The combination of pets and kids can be a fantastic partnership. In fact, pets are often the first level of “parenting” for many. Though once kids come into the picture, the blending of pets and children can be difficult, especially for dogs. Breed, temperament, location, and more can all play a big role in whether a pet is the right fit for kids.
We reached out to Amy Sachs of the Pixie Project, a non-profit animal adoption center and rescue for some tips and information on how best to introduce kids and pets.
What are some of the benefits of having a pet(s) in the home?
Having pets in a home helps everyone! For kids, having a pet can teach compassion, responsibility and selflessness. The whole family can benefit from the activity that comes with walking or running a dog, playing with a cat and just getting active with your pet. Having a pet also allows children to become comfortable and confident as well as appropriate with animals as they will meet dogs and cats throughout their life and we want to make sure those kiddos aren’t scared of our furry friends! Our adopters tell us that their new furry family member has brought LOTS of love into their lives.
If bringing home a new baby, are there steps to help prepare your pets?
There are a great number of things people can do to prepare a family pooch for the arrival of a baby. The key is START EARLY. Desensitization to the smells, sights and sounds of a baby is key. We want the transition to a home with a child to be slow and methodical so bringing out the stroller and giving treats, bringing out the rattle, even playing cd’s of babies crying played softly and paired with an awesome chewy toy build a positive association with all things baby for the dog.
There is an enormous amount of information on this subject and there are even classes you can take to start preparing early and get more guidance on the subject. The Humane Society of the United States has lots of great information.
However, the best thing you can do is socialize your pooch to kids! The ultimate key to success is simple… kids = treats! You can’t lose with that formula!
If you have kids and are considering a new pet, what’s the most important thing to consider?
The most important thing to consider is, does this pooch LOVE my kids? I know that sounds funny but when a doggie meets its potential family, if they have children, I don’t want to see any ambivalence or shyness or fear. I want to see a pooch that wiggles and wags and jumps and spins and will very happily take yummy treats.
How can parents know the breed they choose will be compatible with kids?
Don’t be married to breed, be married to temperament! Sure, do herding breeds herd, yes, some do. But some don’t, and others are the perfect family pets. Labs are great, but some aren’t great with kids, and some terriers are. We can certainly assume certain breed traits from certain breeds, but when deciding on a dog for your family with kids the most important thing is to find a dog that fits what you are looking for in temperament.
What are some common reasons families often are forced to find new homes for pets?
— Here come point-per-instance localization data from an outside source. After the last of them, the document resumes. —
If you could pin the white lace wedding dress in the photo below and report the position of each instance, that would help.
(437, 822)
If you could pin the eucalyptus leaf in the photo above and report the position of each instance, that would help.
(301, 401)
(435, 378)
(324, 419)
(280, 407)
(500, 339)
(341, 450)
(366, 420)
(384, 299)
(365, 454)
Families are often forced to find new homes for dogs for reasons that have nothing to do with the dog. Job change, divorce, move etc. Yes, sometimes it is a lack of compatability with the kids in the home that is why socialization and positive exposure to kids for both puppies and adult dogs is so important.
Where can parents get information about care for pets before significant changes in the home (baby, move, another pet)?
The ASPCS and Humane Society of the United States have great information on preparing for changes in a home with a pooch and kids!
What is the most important piece of information you think families should know?
Families DO NOT have to purchase a puppy to have compatability with a doggie and their children. We get SO many wonderful doggies that have lived with kids and love them so much and just had the unfortunate fate of losing their families. Taking your kids through the process of adoption is a way to educate them and bring them into the world of socially conscious decisions and ways to make this world a better place.
BE PATIENT…work with a rescue or shelter or trainer you like and allow them to help you along this process. And if it takes a few week or a month to find it that is all worth having the next 15 years of love and happiness.